Der Hybrid-DRG-Katalog muss klar abgrenzbare Leistungen enthalten, die wenige Interpretationsspielräume zu lassen. In diesem Zusammenhang sollten objektive Kriterien festgelegt werden, die eine klare (möglichst technische) Zuordnung sicherstellen, zum Beispiel:
- Alter,
- Verweildauer,
- -PCCL/Nebendiagnosen,
- Komplexität des Eingriffs,
- Umfang der Nachbetreuung,
- -spezielle Leistungsinhalte.
Neben der Abgrenzung zu anderen Leistungsbereichen ist die Definition eines klar strukturierten Behandlungspfads von der Indikationsstellung über die Therapie bis hin zur Nachsorge ein wichtiges Kriterium für die Aufnahme einer Leistung in den Hybrid-DRG-Katalog.
Qualitätssicherung ist kein Selbstzweck
Der vorgestellte Ansatz soll finanzielle Fehlanreize beseitigen. Die Übertragung der Entscheidung, mit welchen medizinischen und strukturellen Ressourcen ein Patient behandelt wird, setzt eine engmaschige Qualitätssicherung voraus. Neben der Berücksichtigung von Prozess-, Struktur- und Ergebnisqualität ist auf die Indikationsstellung besonderes Augenmerk zu legen.
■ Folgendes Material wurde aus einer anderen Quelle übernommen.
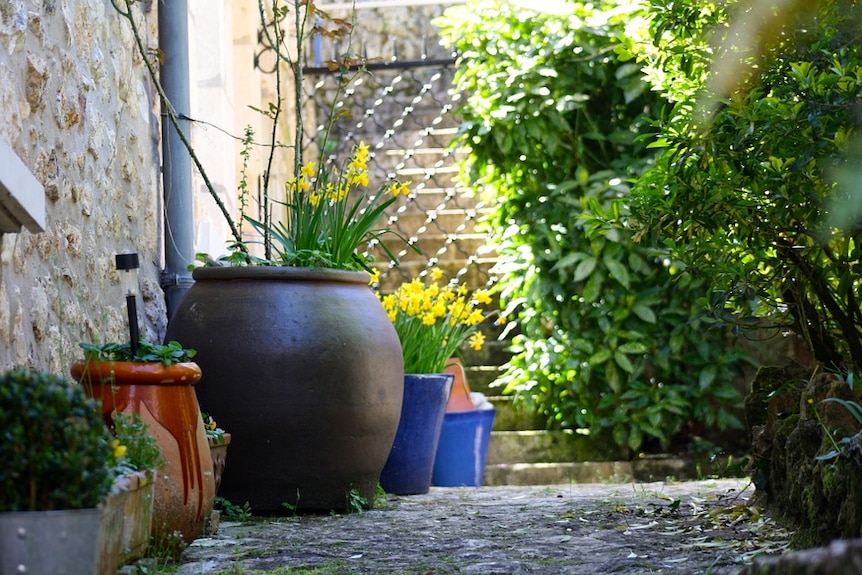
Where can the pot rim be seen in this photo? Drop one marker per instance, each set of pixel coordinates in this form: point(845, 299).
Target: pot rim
point(276, 273)
point(136, 372)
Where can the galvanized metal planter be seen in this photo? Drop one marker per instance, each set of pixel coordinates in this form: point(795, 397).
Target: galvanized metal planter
point(62, 542)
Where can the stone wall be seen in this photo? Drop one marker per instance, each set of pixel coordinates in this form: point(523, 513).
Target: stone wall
point(77, 109)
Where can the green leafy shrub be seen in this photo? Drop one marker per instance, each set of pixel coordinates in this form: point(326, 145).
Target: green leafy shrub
point(168, 353)
point(744, 189)
point(140, 450)
point(558, 126)
point(54, 445)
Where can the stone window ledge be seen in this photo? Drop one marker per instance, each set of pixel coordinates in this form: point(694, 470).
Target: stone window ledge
point(22, 197)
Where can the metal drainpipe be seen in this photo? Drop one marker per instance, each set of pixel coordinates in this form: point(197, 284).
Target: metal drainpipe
point(177, 164)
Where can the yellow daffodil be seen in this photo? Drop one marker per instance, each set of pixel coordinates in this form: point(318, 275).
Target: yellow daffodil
point(331, 215)
point(477, 340)
point(118, 448)
point(433, 321)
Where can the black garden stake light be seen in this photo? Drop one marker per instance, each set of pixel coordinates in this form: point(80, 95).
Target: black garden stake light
point(128, 266)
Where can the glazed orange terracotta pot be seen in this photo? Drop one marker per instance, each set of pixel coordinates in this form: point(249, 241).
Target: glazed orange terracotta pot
point(165, 398)
point(306, 370)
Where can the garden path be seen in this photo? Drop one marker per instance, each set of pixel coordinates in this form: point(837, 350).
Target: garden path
point(673, 528)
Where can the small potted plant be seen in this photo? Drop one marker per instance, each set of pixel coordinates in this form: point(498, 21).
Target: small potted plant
point(127, 515)
point(156, 381)
point(218, 440)
point(57, 469)
point(432, 321)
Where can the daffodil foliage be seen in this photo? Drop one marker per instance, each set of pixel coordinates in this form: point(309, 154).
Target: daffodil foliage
point(558, 126)
point(330, 216)
point(433, 320)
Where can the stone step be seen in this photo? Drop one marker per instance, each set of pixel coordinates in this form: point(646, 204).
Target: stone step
point(509, 418)
point(643, 470)
point(548, 446)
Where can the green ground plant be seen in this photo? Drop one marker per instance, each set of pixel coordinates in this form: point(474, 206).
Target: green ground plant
point(612, 335)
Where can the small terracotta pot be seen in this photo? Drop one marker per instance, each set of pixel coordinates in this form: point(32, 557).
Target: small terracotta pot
point(164, 396)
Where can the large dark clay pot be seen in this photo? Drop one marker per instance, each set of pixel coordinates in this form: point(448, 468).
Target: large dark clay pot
point(305, 369)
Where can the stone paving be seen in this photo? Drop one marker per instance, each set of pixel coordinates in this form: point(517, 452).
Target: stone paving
point(674, 528)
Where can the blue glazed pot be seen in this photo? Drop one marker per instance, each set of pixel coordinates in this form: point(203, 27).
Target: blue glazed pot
point(463, 445)
point(411, 461)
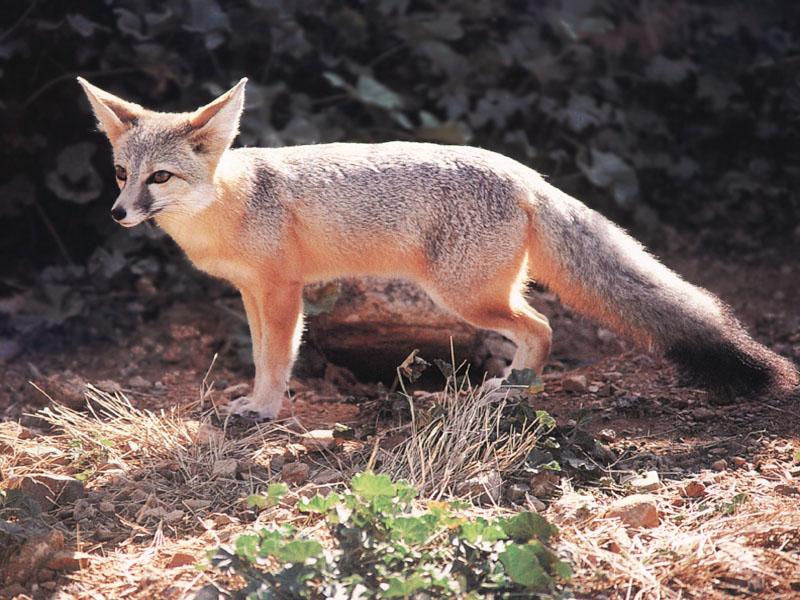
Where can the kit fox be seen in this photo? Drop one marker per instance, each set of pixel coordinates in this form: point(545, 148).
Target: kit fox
point(468, 225)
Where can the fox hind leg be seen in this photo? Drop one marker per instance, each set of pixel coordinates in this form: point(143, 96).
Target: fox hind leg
point(501, 306)
point(276, 325)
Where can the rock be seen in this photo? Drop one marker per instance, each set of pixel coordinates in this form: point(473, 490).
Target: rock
point(225, 467)
point(13, 591)
point(9, 348)
point(317, 440)
point(137, 381)
point(516, 492)
point(83, 509)
point(109, 386)
point(51, 490)
point(494, 367)
point(370, 323)
point(534, 503)
point(694, 489)
point(327, 477)
point(197, 504)
point(787, 490)
point(67, 389)
point(295, 472)
point(67, 560)
point(605, 335)
point(173, 516)
point(276, 462)
point(544, 483)
point(484, 487)
point(207, 434)
point(34, 552)
point(703, 414)
point(649, 482)
point(181, 559)
point(234, 391)
point(603, 454)
point(208, 592)
point(639, 510)
point(574, 383)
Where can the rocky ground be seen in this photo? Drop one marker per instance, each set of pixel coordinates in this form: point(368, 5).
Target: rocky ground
point(695, 496)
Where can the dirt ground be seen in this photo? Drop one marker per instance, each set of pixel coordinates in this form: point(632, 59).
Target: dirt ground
point(631, 400)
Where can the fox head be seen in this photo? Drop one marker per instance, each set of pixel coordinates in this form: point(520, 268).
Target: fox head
point(165, 162)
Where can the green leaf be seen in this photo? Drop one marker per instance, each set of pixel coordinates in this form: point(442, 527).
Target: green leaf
point(246, 546)
point(318, 504)
point(403, 587)
point(256, 501)
point(275, 491)
point(299, 551)
point(368, 486)
point(562, 569)
point(412, 530)
point(371, 91)
point(523, 567)
point(480, 530)
point(527, 526)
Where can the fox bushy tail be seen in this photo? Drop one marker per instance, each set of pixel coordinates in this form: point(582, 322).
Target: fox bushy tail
point(602, 272)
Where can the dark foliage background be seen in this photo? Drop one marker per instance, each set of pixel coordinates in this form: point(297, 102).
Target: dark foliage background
point(666, 115)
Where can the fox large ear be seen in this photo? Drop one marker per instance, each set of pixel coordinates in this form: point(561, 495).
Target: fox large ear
point(114, 115)
point(216, 124)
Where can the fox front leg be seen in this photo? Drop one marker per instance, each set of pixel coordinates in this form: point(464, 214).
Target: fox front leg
point(276, 324)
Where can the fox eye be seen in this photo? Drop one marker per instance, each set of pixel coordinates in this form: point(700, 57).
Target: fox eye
point(159, 177)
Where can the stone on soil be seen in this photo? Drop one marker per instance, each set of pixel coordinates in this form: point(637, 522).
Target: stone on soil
point(639, 510)
point(574, 383)
point(317, 440)
point(225, 467)
point(694, 489)
point(50, 490)
point(484, 487)
point(295, 472)
point(649, 482)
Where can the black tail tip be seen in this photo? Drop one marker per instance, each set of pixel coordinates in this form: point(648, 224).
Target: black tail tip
point(742, 366)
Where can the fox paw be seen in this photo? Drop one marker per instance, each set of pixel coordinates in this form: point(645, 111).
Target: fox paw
point(492, 389)
point(252, 409)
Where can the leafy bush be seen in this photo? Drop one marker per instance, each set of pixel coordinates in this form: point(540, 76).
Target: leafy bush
point(383, 545)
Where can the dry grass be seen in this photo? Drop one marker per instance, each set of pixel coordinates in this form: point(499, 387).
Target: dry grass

Im Hybrid-DRG-Konzept ist Ergebnisqualität zu ermitteln:
- unabhängig vom Leistungserbringer,
- unabhängig vom Ort der Leistungserbringung,
- über den Zeitverlauf der Behandlung,
- über einen angemessenen Nachbetrachtungszeitraum (Follow up),
- ohne hohen Dokumentationsaufwand und
- möglichst auf der Basis von Routinedaten.
Mit Pilot und Probekalkulation erste Erfahrungen sammeln
Der Weg hin zu grundlegenden Veränderungen innerhalb von Versorgungsstrukturen und Vergütungssystemen ist lang. Es bedarf viel Überzeugungsarbeit, um solche Veränderungen zu bewirken. Daher erscheint es sinnvoll, praktische Erfahrungen im Rahmen von Pilotprojekten zu sammeln und diese in die Diskussion einzubringen. Dazu wird auf der Basis von vier chirurgischen Indikationen derzeit ein Pilotprojekt in Thüringen in Zusammenarbeit mit dem Berufsverband der Deutschen Chirurgen und der Deutschen Fachgesellschaft für Chirurgie vorbereitet. Ziel ist es, mit möglichst vielen Kostenträgern und Leistungserbringern diese neue Form der Vergütung in der Praxis zu testen.
Zusätzlich soll parallel dazu ein Antrag an den Innovationsfonds gestellt werden, um eine Ist-Kosten-Kalkulation vorzubereiten. Neben der Erstellung eines Kalkulationshandbuchs und einer Probekalkulation bedarf es auch technischer Lösungen für die Handhabung der Schnittstellen zwischen Praxissoft ware und KIS.
Einheitliche Vergütungsregelungen verbunden mit ebensolchen Qualitätssicherungssystemen führen im Ergebnis zu einem Wettbewerb um die beste Versorgung unabhängig vom Ort der Leistungserbringung. Nur über die Harmonisierung der finanziellen Anreize kann ein Wettbewerb auf Augenhöhe erfolgen, in dem sich die qualitativ besten Behandlungsangebote durchsetzen werden.